Mesure d’audience: Nielsen introduit la durée totale des visites

Alors que le débat sur les critères de mesure d’audience est loin de s’apaiser Nielsen crée l’événement en annoncant que la durée totale des visites devenait un des nouveaux critères principaux retenus pour la mesure d’audience (voir le communiqué de Nielsen//Netratings ici). Le problème est toujours le même: comment s’écarter du débat autour des mesures volumétriques comme les pages vues ou les visiteurs uniques, pour privilégier les critères qualitatifs, représentatifs de l’implication des utilisateurs (le « user engagement »). Pourquoi pas la durée des visites…

Contrairement à ce qu’on a pu dire ici ou il ne s’agit pas de remplacer la mesure des pages vues qui de toute façon n’a jamais été le point fort des mesures par panel mais simplement d’ajouter un indicateur. Il y a une certaine logique dans ce choix, la guerre entre les différents supports medias consiste au fond  à s’approprier l’attention des lecteurs et leur temps de loisir. La mesure du temps est donc le point de convergence de tous les medias: radios, télés, web, papier…

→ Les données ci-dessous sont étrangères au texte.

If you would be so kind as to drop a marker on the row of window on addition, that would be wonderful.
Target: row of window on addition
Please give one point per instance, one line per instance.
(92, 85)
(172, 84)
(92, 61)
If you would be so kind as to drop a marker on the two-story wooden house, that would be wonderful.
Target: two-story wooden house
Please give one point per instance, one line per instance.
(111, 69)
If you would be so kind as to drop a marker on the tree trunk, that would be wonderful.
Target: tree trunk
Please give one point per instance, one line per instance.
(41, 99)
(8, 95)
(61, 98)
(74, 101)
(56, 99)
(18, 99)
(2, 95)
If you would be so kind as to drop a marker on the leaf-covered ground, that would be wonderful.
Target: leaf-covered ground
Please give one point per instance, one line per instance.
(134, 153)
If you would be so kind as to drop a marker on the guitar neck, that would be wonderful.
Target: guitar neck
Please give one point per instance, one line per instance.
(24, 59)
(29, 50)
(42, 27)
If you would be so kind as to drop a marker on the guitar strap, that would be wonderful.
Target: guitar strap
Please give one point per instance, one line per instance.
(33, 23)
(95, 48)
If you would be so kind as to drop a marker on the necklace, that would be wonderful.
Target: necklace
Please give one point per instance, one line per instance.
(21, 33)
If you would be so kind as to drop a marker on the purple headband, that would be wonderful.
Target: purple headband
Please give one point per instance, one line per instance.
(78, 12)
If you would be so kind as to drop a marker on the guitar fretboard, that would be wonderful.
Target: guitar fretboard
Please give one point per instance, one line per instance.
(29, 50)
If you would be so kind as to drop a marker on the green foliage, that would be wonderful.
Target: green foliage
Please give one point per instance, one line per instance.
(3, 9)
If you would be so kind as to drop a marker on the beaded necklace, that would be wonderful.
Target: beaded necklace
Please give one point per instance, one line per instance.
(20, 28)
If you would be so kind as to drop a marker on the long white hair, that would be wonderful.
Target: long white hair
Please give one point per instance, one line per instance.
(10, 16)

Evidemment tout ceci serait trop simple si la mesure de la durée des visites n’avait pas ses propres limites. Au premier regard le classement des medias s’en trouve bouleversé: Google abandonne quelques places et les réseaux sociaux ou les sites de videos gagnent du terrain. Problème c’est aussi la prime aux applications: les Yahoo, AOL et MSN se retrouvent dopés par l’usage des messengers, par définition souvent ouverts en permanence la journée. Résultat on peut passer d’une durée moyenne des visites de plusieurs heures à quelques dizaines de minutes selon que l’on prend en compte ou non les « applications » (une option activable de l’interface Nielsen). Vous comprenez pourquoi Google et Yahoo ont récemment entrepris d’intégrer les messengers aux pages web personnalisables…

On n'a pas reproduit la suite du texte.